Le bonheur se trouve dans une vie harmonieusement disciplinée. C'est ce que nous conte le film "14 Pommes" du réalisateur birman Midi Z sorti en salle mercredi 16 mai. Un film qui invite à la découverte de soi et au ralentissement. A méditer par les professionnels de santé qui courrent aprés le temps.

Par Pascal Pistacio.

PascalPistacio

 

Shin-hong, jeune entrepreneur birman fait face à des difficultés personnelles et souffre d’insomnie. Sa mère, qui a consulté un diseur de bonne aventure pour ses troubles, lui rapporte ses conseils. Il doit acheter 14 pommes et se rendre dans un monastère isolé, d’une région rurale au centre du pays. Il devra y vivre comme un moine 14 jours, et manger une pomme par jour.
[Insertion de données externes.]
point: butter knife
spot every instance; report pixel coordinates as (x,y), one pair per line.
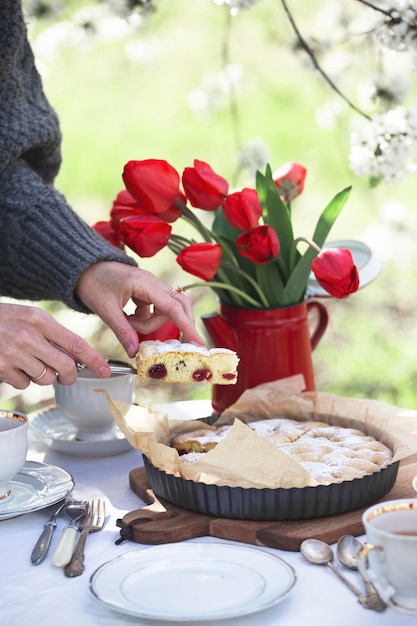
(41,548)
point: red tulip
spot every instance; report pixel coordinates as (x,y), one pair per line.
(125,205)
(144,234)
(108,232)
(201,259)
(165,332)
(153,183)
(289,180)
(336,272)
(242,209)
(259,245)
(203,187)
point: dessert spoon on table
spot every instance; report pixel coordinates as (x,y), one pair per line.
(41,547)
(320,553)
(65,548)
(347,550)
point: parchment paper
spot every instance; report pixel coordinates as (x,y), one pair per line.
(245,459)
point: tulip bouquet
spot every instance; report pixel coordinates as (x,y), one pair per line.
(248,254)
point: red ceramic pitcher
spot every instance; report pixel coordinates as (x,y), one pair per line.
(271,344)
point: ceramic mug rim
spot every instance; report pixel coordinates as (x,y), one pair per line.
(383,508)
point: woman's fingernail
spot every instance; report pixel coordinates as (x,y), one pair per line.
(104,371)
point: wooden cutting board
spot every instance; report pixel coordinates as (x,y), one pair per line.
(163,522)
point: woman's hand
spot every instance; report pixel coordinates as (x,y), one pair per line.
(35,347)
(106,287)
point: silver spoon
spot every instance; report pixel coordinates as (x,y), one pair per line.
(347,550)
(320,553)
(116,367)
(66,544)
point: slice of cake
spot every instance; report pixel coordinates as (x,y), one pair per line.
(175,362)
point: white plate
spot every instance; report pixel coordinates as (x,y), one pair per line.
(35,487)
(50,424)
(368,263)
(182,582)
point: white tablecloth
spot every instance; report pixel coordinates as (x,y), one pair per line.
(43,595)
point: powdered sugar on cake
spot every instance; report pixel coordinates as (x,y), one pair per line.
(330,454)
(173,361)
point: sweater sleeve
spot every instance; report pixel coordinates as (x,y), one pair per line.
(44,245)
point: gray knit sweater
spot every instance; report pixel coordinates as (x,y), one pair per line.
(44,245)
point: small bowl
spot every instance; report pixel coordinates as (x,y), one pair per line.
(89,410)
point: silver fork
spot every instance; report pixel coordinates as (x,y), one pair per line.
(92,522)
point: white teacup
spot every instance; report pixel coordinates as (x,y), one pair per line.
(88,410)
(13,449)
(390,553)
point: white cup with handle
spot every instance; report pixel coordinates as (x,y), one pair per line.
(88,410)
(13,449)
(389,556)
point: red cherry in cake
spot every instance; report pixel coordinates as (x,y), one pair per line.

 Shin-Hong arrête sa voiture, au milieu de la rue du marché, de la dernière ville avant la campagne profonde. Il se renseigne auprès de la marchande sur la provenance des pommes. Ces fruits sont  ne sont pas à la portée de tous dans ces coins. Les pommes sont vendues à la pièce, la thaïlandaise 250 kyats, la chinoise 350 kyats et l’énorme américaine de Californie 1000 kyats.

La géopolitique de la pomme

Le revenu moyen en Birmanie est de 450 kyats de l’heure soit 31 centimes d'euros... Ces détails semblent anodins, mais la Birmanie ne produit pas de pommes. Midi Z (35 ans) quand il était plus jeune avant de partir pour Taiwan, a vécu le même voyage initiatique. Tout comme celui que son ami Shin-Hong vit sous nos yeux. Quand il a entrepris ce voyage, sa famille étant très modeste, il n’avait encore jamais vu de pomme, et leur prix était déjà prohibitif. Pour les Birmans, la provenance et le prix des pommes en disent long.
La Thaïlande, pays frère, la Chine la grande puissance, frontalière, prospère et crainte fait rêver, et les USA qui font, à la fois fantasmer et sont redoutés pour avoir, entre autres, pilonnés à coup de bombes les pays proches comme le Viet Nam et le Cambodge.

De l’infiniment grand à l’infiniment petit

Shin-Hong achète 14 pommes thaï pour 3 500 kyats puis quitte la ville et son bruyant fourmillement de population. Après des kilomètres de route de plus en plus chaotiques, comme dans les contes initiatiques, il y a une « traversée » des eaux. Il passe une rivière à gué. Sur l’autre rive, des enfants poussent sa voiture pour qu’il franchisse la côte qui mène au village et au monastère.
Là, en silence, un moine lui tond le crâne. Dépouillé de ses effets personnels, revêtu de l’habit monacal, après avoir reçu les rudiments de sa fonction, il est en charge de porter l’urne qui reçoit les offrandes des villageois en argent, encens ou victuailles. Chacun se prosterne sur son passage. L’entrepreneur citadin, qui voyait grand, doit se consacrer aux petites choses de la vie, aux petites gens.
Comme tout moine bouddhiste, il doit veiller sur la population pour que, dans la discipline et l’harmonie, chacun ait une vie de « bonheur ».
Puis vient pour lui le temps du silence et de la méditation. En fin de journée, Shin-Hong prend la première pomme et un couteau dans sa voiture. Il s’éloigne du monastère, et, assis à l’abri d’une meule de foin, il l’épluche lentement.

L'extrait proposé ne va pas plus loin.